The economy grew 57 percent under Jimmy Carter, with an 8.9 percent average inflation rate. Under Bill Clinton’s eight years, the economy grew 56 percent and inflation was 2.6 percent on average. Barack Obama’s administration saw an economic increase of 34 percent with an average of just 1.4 percent during his two terms. In three years, President Biden has overseen economic growth of 25 percent with inflation on average at 5.6 percent.
Here are the takeaways: In the 32 years that Republican presidents have held office since 1969, the average economic growth was 8.4 percent and average inflation was 4.75 percent. Under the 23 years of Democratic administrations, the economy grew on average 7.5 percent and inflation averaged 8 percent.
So a Republican president is better for the economy, right?
Maybe. Maybe not so much. A good economist can easily argue that there is more to these numbers.
For example, the GDP numbers that I’m using above are in real dollars and don’t reflect inflation, which factored significantly during some of these periods. This is why I’m also taking inflation into consideration separately, rather than baking it in, so we keep things apples-to-apples.
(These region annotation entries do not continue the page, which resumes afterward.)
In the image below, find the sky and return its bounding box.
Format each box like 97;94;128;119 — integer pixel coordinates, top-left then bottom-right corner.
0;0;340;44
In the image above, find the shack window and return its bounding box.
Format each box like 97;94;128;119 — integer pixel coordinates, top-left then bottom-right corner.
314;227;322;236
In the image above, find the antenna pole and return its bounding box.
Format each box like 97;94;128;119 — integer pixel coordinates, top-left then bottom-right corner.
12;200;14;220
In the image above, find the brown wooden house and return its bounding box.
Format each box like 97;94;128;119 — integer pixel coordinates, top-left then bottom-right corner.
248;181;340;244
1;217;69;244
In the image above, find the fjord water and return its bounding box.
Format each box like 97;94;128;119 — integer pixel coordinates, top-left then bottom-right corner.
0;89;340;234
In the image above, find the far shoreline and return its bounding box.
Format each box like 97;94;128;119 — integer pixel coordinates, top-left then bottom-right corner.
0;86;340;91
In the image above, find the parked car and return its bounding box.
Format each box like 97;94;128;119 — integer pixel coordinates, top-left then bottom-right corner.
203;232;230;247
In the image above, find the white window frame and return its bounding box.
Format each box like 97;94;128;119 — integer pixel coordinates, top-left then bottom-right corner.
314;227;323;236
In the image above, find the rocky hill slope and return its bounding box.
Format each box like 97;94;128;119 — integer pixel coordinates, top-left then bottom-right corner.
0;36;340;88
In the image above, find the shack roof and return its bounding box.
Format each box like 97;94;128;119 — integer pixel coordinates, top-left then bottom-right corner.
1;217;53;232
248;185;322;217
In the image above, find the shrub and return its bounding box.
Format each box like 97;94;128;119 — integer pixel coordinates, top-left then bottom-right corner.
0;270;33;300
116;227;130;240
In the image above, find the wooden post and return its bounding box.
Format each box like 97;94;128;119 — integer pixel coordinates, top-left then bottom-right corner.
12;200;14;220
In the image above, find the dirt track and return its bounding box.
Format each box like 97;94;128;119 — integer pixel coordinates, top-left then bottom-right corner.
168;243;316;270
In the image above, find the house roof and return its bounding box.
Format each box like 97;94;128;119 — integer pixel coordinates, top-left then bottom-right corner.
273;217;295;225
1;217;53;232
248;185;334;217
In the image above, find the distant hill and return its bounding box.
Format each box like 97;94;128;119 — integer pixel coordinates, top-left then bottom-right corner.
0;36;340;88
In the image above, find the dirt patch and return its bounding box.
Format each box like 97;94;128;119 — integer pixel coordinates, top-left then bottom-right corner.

There’s no argument that the huge GDP growth we saw in the 1970s and 1980s had a lot to do with inflation, both under Republican and Democratic administrations. But even during the Reagan/Bush growth period at 115 percent, GDP was at 26.7 times inflation, which was still better than Clinton’s 21.5.
Many argue, rightfully, that an administration’s policies can only affect so much in such a giant economy. Industry trends, technologies, banking crises, dot-com boom/busts, scientific discoveries, foreign trade, emerging markets, population movements and other demographic factors have more of an impact on a country’s economy than rules and regulations coming from Washington.
There are other “acts of God” factors as well — weather, pandemics, wars, oil price shocks, supply chain disruptions — that impact GDP and inflation. But this is the same for all presidents, and you can argue that each had their own benefits and challenges.
Finally, you can say that there are a lot of important metrics that I’m not considering — for example, both parties have equally contributed to the explosion in federal deficits and debts. They’ve competed with each other over who could spend the most, although spending was generally higher under Democratic administrations. But which party has created more jobs over the past 55 years? Or created more capital? Or overseen more of a rise in wealth? Or cut taxes the most? GDP and inflation aren’t the only considerations when comparing the economic achievements of Republican and Democratic presidents.
So who’s better for your business, a Republican or Democratic president? The answer to this question, like all complicated questions, is: it depends.
It depends on your business, your location, your industry. It depends on regulations that affect you, good or bad. It also depends on how good you are running your business, because I know many leaders who have prospered even during hard economic times.
That said, using just GDP and inflation as factors, you can conclude that a Republican president would be better overall for the economy. Whether or not that impacts your vote in November remains to be seen.
Gene Marks is founder of The Marks Group, a small-business consulting firm.